Il a fallu du temps sous la précédente législature pour aboutir à une organisation intéressante sur les questions de cyber-déviance, de cyber-djihadisme et de contre-discours, mais il y a aujourd'hui un comité interministériel de prévention de la délinquance et de la radicalisation, dont Muriel Domenach est la secrétaire générale. Elle travaille avec les ministères concernés, notamment ceux de l'Intérieur et de l'Éducation nationale, et elle entretient le lien avec les grandes plateformes pour s'assurer qu'elles font leur part du travail en matière de retrait des contenus, de contre-discours et d'orientation. Elle est au coeur d'un dispositif qui fonctionne plutôt bien. Sur ce sujet grave, tout le monde a su se mobiliser et marcher ensemble. Pour les discours de haine, en revanche, on n'est pas encore au niveau : cela fait partie des éléments sur lesquels on doit avancer.

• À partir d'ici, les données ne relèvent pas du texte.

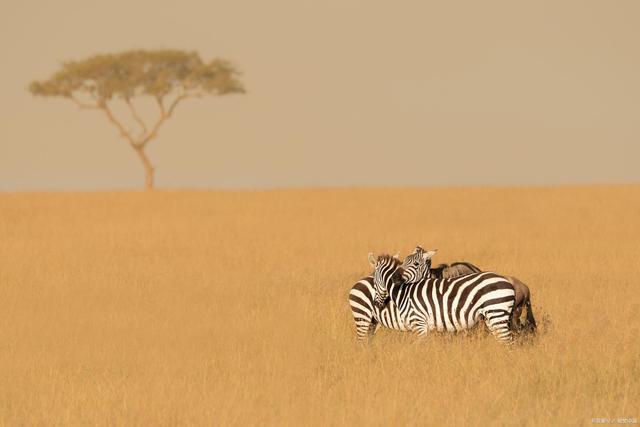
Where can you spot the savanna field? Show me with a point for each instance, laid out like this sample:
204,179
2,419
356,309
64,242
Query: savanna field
230,308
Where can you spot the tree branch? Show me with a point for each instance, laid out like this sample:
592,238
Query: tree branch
164,115
137,118
115,121
83,104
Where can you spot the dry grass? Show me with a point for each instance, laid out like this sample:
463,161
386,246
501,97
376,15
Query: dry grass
231,308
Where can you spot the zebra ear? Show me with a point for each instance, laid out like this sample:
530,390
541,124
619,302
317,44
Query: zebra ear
429,254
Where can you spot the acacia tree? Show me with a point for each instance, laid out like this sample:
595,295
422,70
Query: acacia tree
167,76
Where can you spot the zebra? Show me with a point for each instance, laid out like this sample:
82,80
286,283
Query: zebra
446,304
523,294
367,315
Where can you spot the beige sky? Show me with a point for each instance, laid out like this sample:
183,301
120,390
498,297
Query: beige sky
340,93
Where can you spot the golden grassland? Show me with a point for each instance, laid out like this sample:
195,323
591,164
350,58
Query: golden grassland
230,308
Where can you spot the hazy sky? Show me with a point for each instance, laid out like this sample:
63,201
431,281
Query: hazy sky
340,93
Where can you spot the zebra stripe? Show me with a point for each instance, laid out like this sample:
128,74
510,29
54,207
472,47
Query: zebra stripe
446,304
367,315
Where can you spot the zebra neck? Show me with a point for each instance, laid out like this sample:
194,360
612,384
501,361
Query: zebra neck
399,294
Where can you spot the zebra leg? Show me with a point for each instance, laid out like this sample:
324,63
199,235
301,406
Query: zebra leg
517,314
531,321
499,324
372,328
365,326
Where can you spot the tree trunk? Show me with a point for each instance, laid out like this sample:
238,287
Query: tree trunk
148,168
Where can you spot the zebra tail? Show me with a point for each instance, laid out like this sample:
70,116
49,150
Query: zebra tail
531,321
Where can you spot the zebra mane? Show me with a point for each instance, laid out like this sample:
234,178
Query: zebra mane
388,258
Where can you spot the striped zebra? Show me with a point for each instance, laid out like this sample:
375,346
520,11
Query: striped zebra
523,294
367,315
446,304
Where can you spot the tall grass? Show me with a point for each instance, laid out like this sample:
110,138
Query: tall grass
223,308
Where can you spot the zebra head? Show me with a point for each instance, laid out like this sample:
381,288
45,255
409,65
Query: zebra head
417,265
385,267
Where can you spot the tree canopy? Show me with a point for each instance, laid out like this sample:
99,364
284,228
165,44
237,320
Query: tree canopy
168,76
157,73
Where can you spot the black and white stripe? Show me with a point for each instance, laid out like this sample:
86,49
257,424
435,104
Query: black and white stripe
366,315
446,304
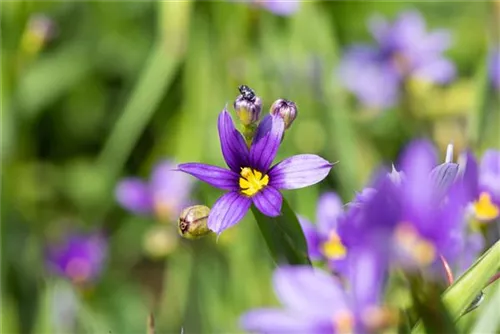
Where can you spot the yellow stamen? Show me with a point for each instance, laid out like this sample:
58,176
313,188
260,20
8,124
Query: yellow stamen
484,209
333,248
343,322
252,181
421,250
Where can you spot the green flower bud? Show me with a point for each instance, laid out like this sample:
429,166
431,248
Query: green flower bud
247,106
193,222
286,110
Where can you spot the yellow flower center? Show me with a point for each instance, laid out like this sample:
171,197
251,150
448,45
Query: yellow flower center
343,322
333,248
421,250
252,181
484,209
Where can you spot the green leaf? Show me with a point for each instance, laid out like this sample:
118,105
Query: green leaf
489,321
284,236
460,294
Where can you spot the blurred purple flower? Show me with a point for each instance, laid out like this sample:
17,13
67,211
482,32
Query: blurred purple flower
250,178
413,220
495,68
280,7
404,49
483,185
166,194
79,257
323,241
315,302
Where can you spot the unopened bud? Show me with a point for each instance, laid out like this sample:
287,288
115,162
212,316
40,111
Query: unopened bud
193,222
247,106
286,110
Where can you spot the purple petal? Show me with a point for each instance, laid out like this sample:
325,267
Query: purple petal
275,321
439,70
233,145
309,292
215,176
380,85
262,152
489,174
442,177
229,209
470,177
299,171
367,272
494,68
281,7
134,195
268,201
418,160
170,189
313,239
330,207
79,257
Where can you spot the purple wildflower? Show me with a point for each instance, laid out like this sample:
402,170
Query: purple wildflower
315,302
413,220
495,68
250,178
79,257
404,49
166,194
323,241
280,7
483,185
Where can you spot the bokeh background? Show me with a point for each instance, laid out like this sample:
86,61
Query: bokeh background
93,91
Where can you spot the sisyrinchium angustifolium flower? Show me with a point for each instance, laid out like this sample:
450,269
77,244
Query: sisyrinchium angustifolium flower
79,257
323,241
411,217
403,50
165,195
277,7
250,177
494,68
315,302
482,184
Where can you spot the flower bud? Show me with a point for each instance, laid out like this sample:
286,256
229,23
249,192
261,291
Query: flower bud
247,106
286,110
193,222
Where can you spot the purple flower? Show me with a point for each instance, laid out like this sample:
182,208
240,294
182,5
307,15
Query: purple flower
280,7
413,220
483,185
431,206
250,178
403,50
323,240
79,257
166,194
316,303
495,68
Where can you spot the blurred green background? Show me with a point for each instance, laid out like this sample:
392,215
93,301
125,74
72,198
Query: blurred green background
118,86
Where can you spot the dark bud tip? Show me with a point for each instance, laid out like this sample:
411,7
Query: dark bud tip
285,109
247,106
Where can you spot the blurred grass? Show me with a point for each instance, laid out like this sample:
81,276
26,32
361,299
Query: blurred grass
122,85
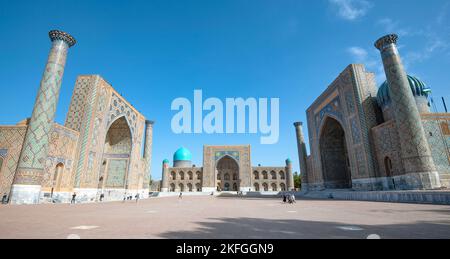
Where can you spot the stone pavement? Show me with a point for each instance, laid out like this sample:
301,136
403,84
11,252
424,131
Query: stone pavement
221,218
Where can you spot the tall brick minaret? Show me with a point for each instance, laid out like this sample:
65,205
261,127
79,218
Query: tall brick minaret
26,187
420,171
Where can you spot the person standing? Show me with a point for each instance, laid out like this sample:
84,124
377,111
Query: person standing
74,195
137,197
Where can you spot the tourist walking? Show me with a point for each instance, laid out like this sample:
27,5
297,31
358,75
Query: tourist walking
137,197
5,198
74,195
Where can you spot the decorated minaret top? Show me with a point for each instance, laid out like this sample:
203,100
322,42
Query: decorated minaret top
64,36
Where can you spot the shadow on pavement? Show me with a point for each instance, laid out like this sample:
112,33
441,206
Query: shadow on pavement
257,228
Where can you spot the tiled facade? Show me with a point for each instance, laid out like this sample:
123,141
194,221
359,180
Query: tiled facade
98,150
227,168
355,143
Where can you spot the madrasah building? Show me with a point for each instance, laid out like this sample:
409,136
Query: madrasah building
225,169
97,150
361,138
366,138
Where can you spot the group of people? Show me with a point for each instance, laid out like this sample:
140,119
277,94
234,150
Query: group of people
130,197
288,197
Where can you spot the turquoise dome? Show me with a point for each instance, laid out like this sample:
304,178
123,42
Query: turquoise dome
182,154
417,86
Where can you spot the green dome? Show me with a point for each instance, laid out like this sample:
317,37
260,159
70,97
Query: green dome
182,154
417,86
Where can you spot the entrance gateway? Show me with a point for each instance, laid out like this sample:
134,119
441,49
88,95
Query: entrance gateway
225,168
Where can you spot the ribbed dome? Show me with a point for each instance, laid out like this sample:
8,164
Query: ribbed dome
417,86
182,154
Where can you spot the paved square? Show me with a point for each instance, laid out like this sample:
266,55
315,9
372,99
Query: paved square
219,218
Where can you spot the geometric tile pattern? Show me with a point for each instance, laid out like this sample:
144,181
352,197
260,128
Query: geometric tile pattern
116,173
11,139
34,152
414,146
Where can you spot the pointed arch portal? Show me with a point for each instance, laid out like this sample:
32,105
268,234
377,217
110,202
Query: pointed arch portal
334,155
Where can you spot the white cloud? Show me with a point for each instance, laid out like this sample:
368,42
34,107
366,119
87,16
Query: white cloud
351,9
391,26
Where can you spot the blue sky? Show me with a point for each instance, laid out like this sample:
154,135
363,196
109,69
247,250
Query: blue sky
155,51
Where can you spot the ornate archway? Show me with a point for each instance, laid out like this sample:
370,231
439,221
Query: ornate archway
334,155
117,151
227,174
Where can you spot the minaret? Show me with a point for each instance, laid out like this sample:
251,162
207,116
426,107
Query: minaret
301,146
420,171
289,175
148,152
165,176
26,187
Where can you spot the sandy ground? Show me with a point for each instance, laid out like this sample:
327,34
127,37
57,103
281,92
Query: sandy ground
222,218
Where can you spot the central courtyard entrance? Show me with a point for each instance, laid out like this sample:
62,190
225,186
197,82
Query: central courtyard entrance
227,174
334,155
117,155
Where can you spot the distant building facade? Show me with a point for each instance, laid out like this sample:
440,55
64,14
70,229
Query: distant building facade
225,168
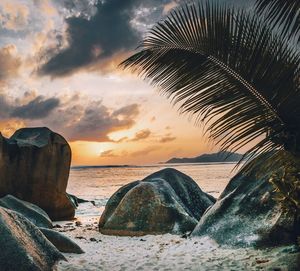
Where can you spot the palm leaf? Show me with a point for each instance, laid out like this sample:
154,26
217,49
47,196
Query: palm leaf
282,13
229,70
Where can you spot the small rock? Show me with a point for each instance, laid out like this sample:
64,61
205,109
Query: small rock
80,237
78,223
57,226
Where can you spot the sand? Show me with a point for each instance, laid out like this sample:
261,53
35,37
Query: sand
161,252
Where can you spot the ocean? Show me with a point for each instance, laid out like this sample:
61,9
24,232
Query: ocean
150,252
98,183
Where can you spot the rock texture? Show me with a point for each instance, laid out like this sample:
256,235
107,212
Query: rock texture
61,242
246,214
23,246
32,212
34,166
167,201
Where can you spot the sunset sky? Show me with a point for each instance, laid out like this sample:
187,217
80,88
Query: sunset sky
59,68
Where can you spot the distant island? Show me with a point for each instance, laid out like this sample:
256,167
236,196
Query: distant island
209,158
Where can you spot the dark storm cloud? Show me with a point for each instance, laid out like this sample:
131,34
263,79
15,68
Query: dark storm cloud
110,31
9,62
36,109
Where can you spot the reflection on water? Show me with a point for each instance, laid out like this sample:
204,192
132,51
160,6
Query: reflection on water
99,183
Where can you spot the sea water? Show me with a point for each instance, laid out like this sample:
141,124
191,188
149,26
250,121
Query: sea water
98,183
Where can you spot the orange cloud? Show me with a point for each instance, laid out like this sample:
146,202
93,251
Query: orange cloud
9,62
8,127
143,134
166,139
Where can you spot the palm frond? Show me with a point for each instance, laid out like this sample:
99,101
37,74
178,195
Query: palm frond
283,13
229,70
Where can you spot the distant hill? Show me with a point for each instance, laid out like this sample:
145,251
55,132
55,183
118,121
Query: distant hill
209,158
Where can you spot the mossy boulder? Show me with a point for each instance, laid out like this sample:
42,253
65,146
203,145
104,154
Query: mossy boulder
32,212
34,166
167,201
246,214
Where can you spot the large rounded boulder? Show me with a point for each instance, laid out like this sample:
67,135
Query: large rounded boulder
246,214
23,246
34,166
167,201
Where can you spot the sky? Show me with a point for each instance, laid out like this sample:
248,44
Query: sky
59,68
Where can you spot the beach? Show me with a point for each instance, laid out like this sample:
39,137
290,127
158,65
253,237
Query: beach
152,252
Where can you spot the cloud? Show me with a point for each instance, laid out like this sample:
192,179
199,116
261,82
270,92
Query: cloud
143,134
127,111
9,126
38,108
115,28
9,62
166,139
76,117
13,16
108,154
28,107
145,151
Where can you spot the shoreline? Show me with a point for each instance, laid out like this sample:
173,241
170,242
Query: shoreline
159,252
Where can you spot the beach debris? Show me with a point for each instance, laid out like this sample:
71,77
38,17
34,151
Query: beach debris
61,242
167,201
31,211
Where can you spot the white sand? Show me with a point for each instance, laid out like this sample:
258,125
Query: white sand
160,252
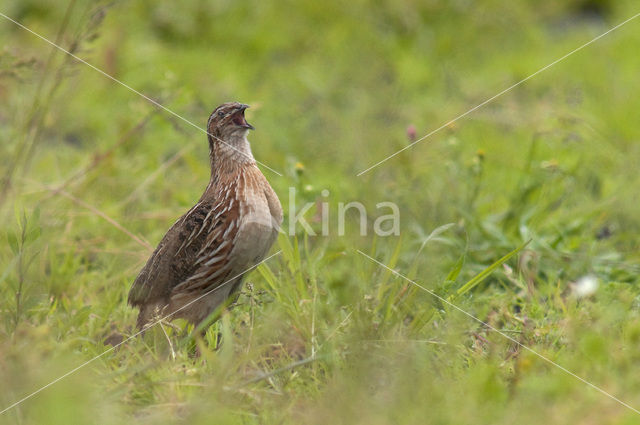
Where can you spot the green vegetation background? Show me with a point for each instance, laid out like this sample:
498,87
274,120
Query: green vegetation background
93,174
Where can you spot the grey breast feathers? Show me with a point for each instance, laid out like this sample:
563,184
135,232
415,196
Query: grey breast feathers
192,254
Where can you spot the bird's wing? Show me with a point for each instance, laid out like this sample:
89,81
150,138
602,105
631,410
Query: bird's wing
203,236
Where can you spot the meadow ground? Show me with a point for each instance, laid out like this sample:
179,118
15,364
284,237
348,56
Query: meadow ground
93,174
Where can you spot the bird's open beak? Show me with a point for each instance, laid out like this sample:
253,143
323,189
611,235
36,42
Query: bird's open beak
238,118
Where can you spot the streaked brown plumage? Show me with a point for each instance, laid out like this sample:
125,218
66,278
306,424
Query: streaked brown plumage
228,231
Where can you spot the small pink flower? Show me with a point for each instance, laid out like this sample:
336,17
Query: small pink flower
411,133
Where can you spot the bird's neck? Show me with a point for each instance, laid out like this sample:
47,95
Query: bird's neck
230,156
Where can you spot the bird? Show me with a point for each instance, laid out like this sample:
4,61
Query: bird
200,263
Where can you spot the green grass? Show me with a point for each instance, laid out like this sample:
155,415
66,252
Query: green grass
92,176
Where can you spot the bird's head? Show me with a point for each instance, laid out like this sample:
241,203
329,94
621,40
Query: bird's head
227,121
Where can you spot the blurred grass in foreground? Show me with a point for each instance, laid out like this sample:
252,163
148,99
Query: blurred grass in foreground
334,88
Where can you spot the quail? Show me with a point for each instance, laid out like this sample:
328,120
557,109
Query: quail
200,263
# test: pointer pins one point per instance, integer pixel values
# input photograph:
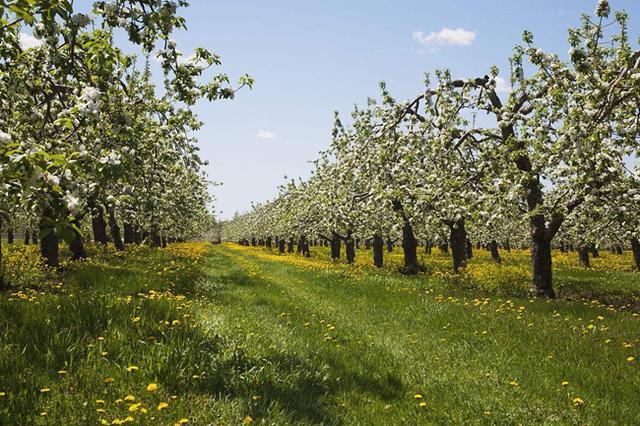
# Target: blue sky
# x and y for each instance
(310, 58)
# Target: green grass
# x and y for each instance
(286, 340)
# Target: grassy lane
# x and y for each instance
(229, 335)
(328, 347)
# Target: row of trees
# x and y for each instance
(86, 139)
(550, 163)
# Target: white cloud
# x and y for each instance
(28, 41)
(502, 85)
(444, 37)
(265, 134)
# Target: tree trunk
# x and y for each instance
(495, 255)
(99, 226)
(350, 248)
(155, 236)
(541, 267)
(49, 244)
(458, 242)
(410, 249)
(129, 234)
(335, 246)
(76, 246)
(635, 248)
(378, 251)
(583, 255)
(115, 231)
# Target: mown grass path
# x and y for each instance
(322, 346)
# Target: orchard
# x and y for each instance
(467, 254)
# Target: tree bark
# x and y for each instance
(635, 248)
(76, 246)
(335, 246)
(583, 255)
(469, 249)
(541, 267)
(458, 242)
(99, 226)
(495, 255)
(49, 244)
(129, 234)
(410, 249)
(378, 251)
(155, 236)
(115, 231)
(350, 248)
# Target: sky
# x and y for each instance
(310, 58)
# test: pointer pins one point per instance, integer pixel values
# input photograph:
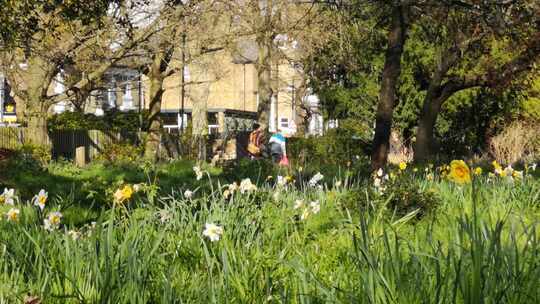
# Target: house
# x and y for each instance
(232, 102)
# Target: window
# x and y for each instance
(284, 123)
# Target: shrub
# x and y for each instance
(30, 157)
(337, 147)
(120, 153)
(113, 120)
(519, 141)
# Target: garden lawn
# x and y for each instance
(293, 243)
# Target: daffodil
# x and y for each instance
(281, 181)
(52, 221)
(41, 199)
(315, 179)
(305, 214)
(315, 207)
(459, 172)
(74, 234)
(213, 232)
(123, 194)
(188, 194)
(138, 187)
(13, 215)
(497, 168)
(299, 204)
(198, 172)
(247, 186)
(8, 197)
(402, 166)
(478, 171)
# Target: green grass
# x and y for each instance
(480, 245)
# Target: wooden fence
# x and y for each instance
(65, 143)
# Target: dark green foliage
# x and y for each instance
(338, 146)
(257, 170)
(400, 196)
(113, 120)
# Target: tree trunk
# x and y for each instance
(35, 115)
(264, 77)
(37, 134)
(155, 127)
(424, 145)
(387, 96)
(199, 116)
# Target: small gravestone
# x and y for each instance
(80, 156)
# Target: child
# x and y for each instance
(277, 147)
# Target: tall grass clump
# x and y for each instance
(282, 242)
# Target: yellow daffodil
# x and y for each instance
(213, 232)
(52, 222)
(123, 194)
(41, 199)
(13, 215)
(459, 172)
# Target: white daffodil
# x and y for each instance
(316, 179)
(315, 207)
(13, 215)
(52, 222)
(305, 214)
(233, 187)
(8, 197)
(213, 232)
(247, 186)
(299, 204)
(137, 187)
(74, 234)
(188, 194)
(41, 199)
(377, 182)
(198, 172)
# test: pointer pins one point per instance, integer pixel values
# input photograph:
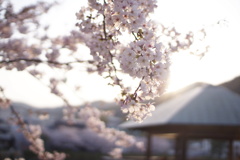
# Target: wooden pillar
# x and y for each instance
(149, 146)
(230, 150)
(180, 148)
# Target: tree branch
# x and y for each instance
(42, 61)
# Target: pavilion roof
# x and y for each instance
(202, 104)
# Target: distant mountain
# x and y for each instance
(233, 85)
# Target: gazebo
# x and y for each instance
(200, 111)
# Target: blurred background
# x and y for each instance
(219, 67)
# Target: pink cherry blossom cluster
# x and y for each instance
(92, 118)
(104, 22)
(4, 101)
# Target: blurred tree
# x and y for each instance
(122, 39)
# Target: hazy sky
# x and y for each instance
(221, 63)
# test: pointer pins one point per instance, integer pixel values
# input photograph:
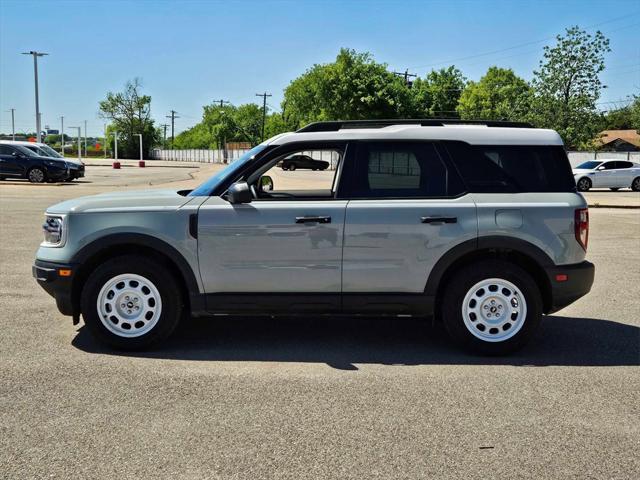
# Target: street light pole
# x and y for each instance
(35, 74)
(140, 135)
(13, 125)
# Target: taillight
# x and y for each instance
(581, 227)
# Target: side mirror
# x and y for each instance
(265, 184)
(239, 192)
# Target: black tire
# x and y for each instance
(151, 270)
(464, 280)
(584, 184)
(36, 175)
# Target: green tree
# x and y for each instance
(437, 94)
(567, 86)
(352, 87)
(130, 114)
(499, 95)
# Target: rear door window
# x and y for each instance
(402, 170)
(513, 168)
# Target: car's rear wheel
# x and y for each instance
(36, 175)
(131, 302)
(584, 184)
(491, 307)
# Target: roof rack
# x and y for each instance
(334, 126)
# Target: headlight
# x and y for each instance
(55, 164)
(53, 230)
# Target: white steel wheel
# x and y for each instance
(129, 305)
(36, 175)
(494, 310)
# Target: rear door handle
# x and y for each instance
(437, 220)
(320, 219)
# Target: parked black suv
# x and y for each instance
(20, 162)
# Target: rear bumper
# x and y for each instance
(47, 274)
(579, 279)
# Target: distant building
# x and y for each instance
(619, 141)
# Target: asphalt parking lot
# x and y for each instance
(314, 398)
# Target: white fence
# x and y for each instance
(229, 156)
(331, 156)
(196, 155)
(576, 158)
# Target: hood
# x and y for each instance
(129, 201)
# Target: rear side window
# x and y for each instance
(402, 170)
(513, 168)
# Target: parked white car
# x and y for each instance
(612, 174)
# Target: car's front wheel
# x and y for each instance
(36, 175)
(492, 307)
(131, 302)
(584, 184)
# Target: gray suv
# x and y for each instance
(476, 223)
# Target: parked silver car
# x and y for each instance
(478, 224)
(612, 174)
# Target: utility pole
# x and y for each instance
(164, 137)
(13, 125)
(173, 117)
(139, 135)
(35, 74)
(104, 130)
(264, 110)
(406, 76)
(62, 133)
(222, 102)
(79, 142)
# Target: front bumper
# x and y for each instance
(76, 172)
(578, 282)
(58, 286)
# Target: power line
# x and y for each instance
(222, 102)
(534, 42)
(406, 76)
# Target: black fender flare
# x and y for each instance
(146, 241)
(490, 242)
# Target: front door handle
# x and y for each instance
(320, 219)
(439, 220)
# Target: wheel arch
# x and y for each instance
(96, 252)
(520, 252)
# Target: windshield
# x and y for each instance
(229, 170)
(589, 165)
(49, 152)
(28, 152)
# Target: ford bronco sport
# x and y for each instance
(476, 223)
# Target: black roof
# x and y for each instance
(335, 125)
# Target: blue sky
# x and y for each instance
(189, 53)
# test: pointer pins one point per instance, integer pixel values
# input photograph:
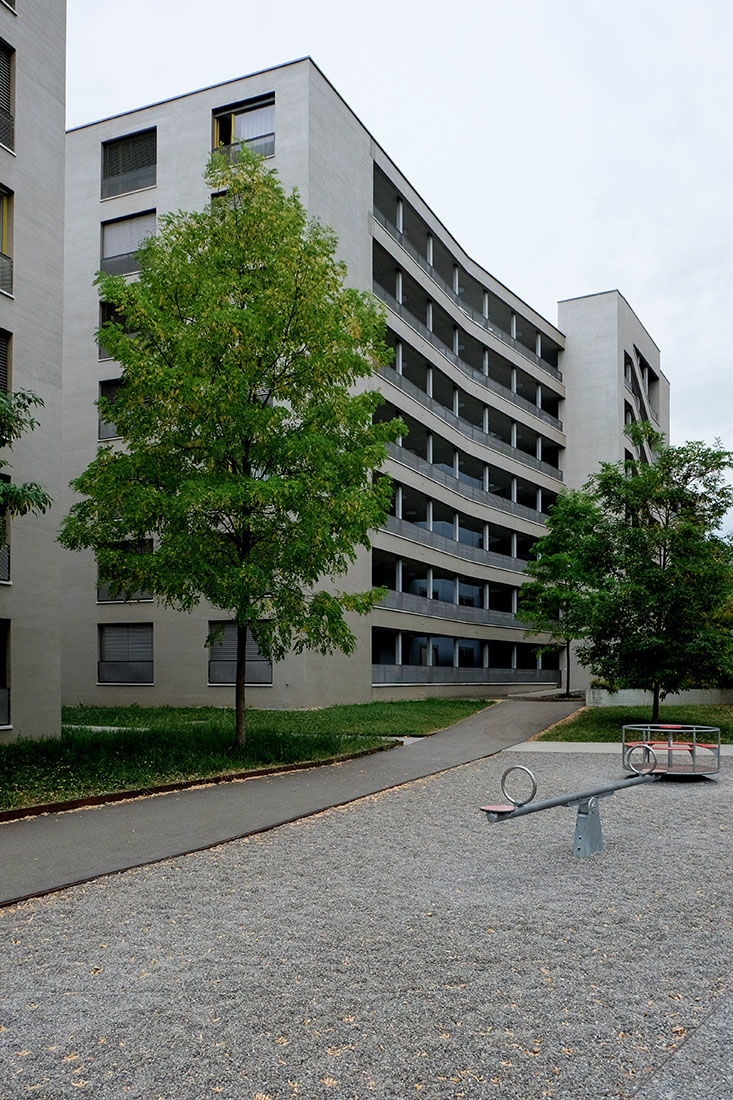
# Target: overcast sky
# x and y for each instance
(569, 145)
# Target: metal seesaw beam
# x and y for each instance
(589, 836)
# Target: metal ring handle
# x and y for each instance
(517, 802)
(647, 756)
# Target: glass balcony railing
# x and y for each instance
(473, 315)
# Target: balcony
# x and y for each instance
(441, 674)
(466, 428)
(462, 487)
(462, 550)
(466, 309)
(457, 361)
(437, 608)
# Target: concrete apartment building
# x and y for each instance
(503, 409)
(32, 105)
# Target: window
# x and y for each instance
(4, 361)
(7, 113)
(222, 658)
(6, 241)
(104, 590)
(121, 240)
(4, 540)
(252, 122)
(126, 653)
(109, 391)
(129, 163)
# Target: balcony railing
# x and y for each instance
(441, 609)
(461, 486)
(462, 550)
(471, 372)
(6, 273)
(442, 674)
(466, 428)
(468, 310)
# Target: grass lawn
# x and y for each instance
(167, 745)
(604, 723)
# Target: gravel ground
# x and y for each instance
(397, 947)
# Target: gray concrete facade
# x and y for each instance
(33, 41)
(478, 374)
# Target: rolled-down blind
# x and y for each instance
(129, 641)
(129, 154)
(127, 234)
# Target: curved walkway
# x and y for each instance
(41, 855)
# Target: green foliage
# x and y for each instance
(634, 567)
(153, 746)
(247, 417)
(15, 417)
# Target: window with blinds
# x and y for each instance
(251, 122)
(7, 106)
(126, 653)
(121, 240)
(4, 361)
(129, 163)
(109, 391)
(222, 658)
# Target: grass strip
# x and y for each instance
(152, 746)
(604, 723)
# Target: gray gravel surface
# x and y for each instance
(396, 947)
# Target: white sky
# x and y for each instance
(570, 145)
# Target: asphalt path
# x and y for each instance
(51, 851)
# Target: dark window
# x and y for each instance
(4, 361)
(6, 241)
(7, 111)
(129, 163)
(109, 391)
(121, 240)
(222, 658)
(126, 653)
(251, 122)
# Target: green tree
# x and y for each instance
(248, 421)
(653, 575)
(15, 418)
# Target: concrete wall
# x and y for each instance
(34, 173)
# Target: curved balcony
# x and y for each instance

Je note, madame Mörch, votre proposition d'utiliser le numérique comme un moyen de signalement : elle n'est pas dans les « tuyaux », mais je la trouve intéressante. Vous savez qu'il existe déjà une possibilité de pré-plainte numérique, dans presque tout le territoire : cela permet de signaler une situation avant même de se rendre au poste de police ; si on ne se présente pas, un suivi est néanmoins assuré. Cela pourrait être une des manières de procéder.